The lawyer, Jack McNeil, and the two detectives, Kenneth Herman and John Billings, said they hoped that the information, which they collected during the past 10 years, would result in an indictment of Lloyd Jowers, who owned a restaurant beneath the boarding house window where James Earl Ray is believed to have shot and killed King on April 4, 1968.

Jowers said on the ABC program "Prime Time Live" in 1993 that he had been paid by a Memphis grocery store owner to hire someone to kill King. Jowers asked for immunity from prosecution to tell more, but it has not been granted.

The grocery store owner, Frank Liberto, is dead. But a transcript of an FBI investigation interview with Liberto in 1968 and a videotape of the ABC broadcast were part of the information submitted to the grand jury panel.

The foreman of the grand jury, Herbert Robinson Jr., said in a letter to McNeil on Thursday that his panel would not recommend that the full, 12-member grand jury look into the conspiracy theory because "there was not credible evidence presented in this matter to warrant an investigation by the grand jury."

In an interview on Friday, Robinson said: "If you're going to prosecute an individual, you have to prove guilt beyond a reasonable doubt, and their evidence did not meet that standard.
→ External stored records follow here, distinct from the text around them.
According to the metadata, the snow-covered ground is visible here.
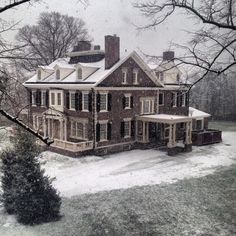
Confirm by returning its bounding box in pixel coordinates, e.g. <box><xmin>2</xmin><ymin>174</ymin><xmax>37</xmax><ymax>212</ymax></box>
<box><xmin>40</xmin><ymin>132</ymin><xmax>236</xmax><ymax>197</ymax></box>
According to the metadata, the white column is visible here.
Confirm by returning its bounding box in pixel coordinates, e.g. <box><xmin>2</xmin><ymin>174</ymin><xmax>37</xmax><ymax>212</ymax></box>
<box><xmin>43</xmin><ymin>116</ymin><xmax>47</xmax><ymax>137</ymax></box>
<box><xmin>167</xmin><ymin>124</ymin><xmax>173</xmax><ymax>148</ymax></box>
<box><xmin>60</xmin><ymin>119</ymin><xmax>64</xmax><ymax>140</ymax></box>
It was not even close."

McNeil, who briefly worked on recent efforts to have Ray's 1969 guilty plea thrown out but was dismissed by the convicted assassin earlier this year, said on Friday, "It is so difficult to rewrite history."

"The accepted legal theory that James Earl Ray worked alone is not credible to at least 75 percent of the American people now, and I think James Earl Ray really had no significant role in the assassination," McNeil added. "I gave it my best shot, and I have no plans for future involvement in this case."

Herman, one of the private investigators, said on Friday that he, too, would end his involvement in the case, which he has been investigating on and off for the last 10 years.